Global Health's Missed Voices: Why Key African Midwives Were Silenced in Lisbon
The pursuit of solutions for global health crises often clashes with cold bureaucratic logic, a stark reality laid bare by the recent International Confederation of Midwives (ICM) congress in Lisbon, Portugal. While politicians, donors, and UN agencies convened to address the millions of avoidable mother and baby deaths occurring annually, a crucial contingent of frontline experts from Africa and Asia—regions bearing the highest mortality burden—found themselves barred by last-minute visa rejections.
This exclusion of eminent midwives from countries including Nigeria, Ghana, Rwanda, Burundi, Uganda, Tunisia, Ethiopia, and Sierra Leone, among others, has drawn sharp condemnation. ICM advisor Kate Stringer articulated the profound irony: “A mother dies every two minutes due to pregnancy or birth. How are we going to intervene if the researchers and professors at the heart of it are banned?” This sentiment underscores a disconnect between the stated urgency of global health initiatives and the practical barriers erected against those best positioned to contribute.
The case of Harriet Akello from Uganda exemplifies this systemic flaw. Akello runs a WHO-recognized, life-saving initiative focused on reorienting fragmented maternity systems towards a “midwifery model of care” in a remote, post-conflict region near South Sudan, 95km from a referral hospital. Despite having recently travelled to Sweden within the Schengen zone, her visa application for Lisbon was denied. Her frustration is palpable: “The world’s policymakers are in Lisbon, yet here I am in Uganda, trying to explain to an embassy why I should have the right to travel. I am gutted and insulted.” Her unique, proven model, critical for global learning, was effectively silenced, undermining the very dialogue the congress sought to foster.
This phenomenon extends beyond individual cases. Two Bangladeshi midwifery union leaders, pivotal in representing local practitioners, were denied visas even as a male government official from their country flew to Lisbon to pledge 25,000 additional midwives. Similarly, Dr. Arthur Munkana from the Democratic Republic of the Congo expressed profound disappointment for four midwives from his country, devastated by maternal deaths, who were unable to attend. Such instances highlight a significant disparity in participation, leading Alison Perry, a researcher at Imperial College London, to label it “overt discrimination against equitable participation in international conferences.”
Portugal’s Ministry of Foreign Affairs maintained that visa assessments were conducted “rigorously, objectively and factually” in line with Schengen rules.
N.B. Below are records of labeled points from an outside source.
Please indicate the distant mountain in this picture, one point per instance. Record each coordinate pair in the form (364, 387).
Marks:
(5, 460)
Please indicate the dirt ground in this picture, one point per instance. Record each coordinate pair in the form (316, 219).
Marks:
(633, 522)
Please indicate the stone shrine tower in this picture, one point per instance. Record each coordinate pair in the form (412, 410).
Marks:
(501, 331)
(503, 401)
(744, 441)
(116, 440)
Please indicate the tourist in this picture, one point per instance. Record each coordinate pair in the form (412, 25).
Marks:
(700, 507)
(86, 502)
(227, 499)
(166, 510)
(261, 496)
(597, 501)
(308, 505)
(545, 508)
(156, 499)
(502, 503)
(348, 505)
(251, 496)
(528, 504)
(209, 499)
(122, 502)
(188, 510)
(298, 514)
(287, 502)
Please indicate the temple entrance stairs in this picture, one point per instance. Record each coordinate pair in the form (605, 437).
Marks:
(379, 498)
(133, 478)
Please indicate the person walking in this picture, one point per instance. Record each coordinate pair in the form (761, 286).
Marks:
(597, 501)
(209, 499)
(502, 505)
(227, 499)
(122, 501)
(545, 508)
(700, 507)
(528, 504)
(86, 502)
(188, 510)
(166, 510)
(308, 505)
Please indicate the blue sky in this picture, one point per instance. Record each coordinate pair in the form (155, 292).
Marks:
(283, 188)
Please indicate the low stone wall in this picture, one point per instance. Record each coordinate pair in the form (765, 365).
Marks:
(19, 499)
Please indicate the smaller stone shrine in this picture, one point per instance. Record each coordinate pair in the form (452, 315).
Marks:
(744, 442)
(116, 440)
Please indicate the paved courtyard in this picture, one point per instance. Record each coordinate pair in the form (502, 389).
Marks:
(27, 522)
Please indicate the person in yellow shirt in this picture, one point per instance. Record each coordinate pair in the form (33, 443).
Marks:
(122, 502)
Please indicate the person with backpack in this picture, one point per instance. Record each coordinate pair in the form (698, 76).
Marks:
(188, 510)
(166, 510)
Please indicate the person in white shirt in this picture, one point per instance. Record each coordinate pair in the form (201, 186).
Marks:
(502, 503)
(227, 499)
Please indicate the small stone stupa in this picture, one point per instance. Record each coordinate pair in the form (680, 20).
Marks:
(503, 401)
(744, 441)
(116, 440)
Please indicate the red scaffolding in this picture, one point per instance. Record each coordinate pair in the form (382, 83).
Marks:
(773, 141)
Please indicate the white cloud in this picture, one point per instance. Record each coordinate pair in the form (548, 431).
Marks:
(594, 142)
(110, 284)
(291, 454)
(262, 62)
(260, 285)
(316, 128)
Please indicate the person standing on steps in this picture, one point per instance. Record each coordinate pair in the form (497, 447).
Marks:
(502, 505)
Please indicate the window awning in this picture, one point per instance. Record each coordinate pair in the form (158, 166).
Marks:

However, the outcome signals a deeper problem: when visa policies inadvertently or otherwise exclude the most relevant voices from critical discussions, the effectiveness and legitimacy of international collaboration are severely compromised. It perpetuates a top-down paradigm where solutions are theorized *for* affected populations rather than co-created *with* their frontline experts. The economic and social cost of hindering such vital knowledge transfer — delaying the adoption of proven models that save lives — is immeasurable, and ultimately, self-defeating for global health progress.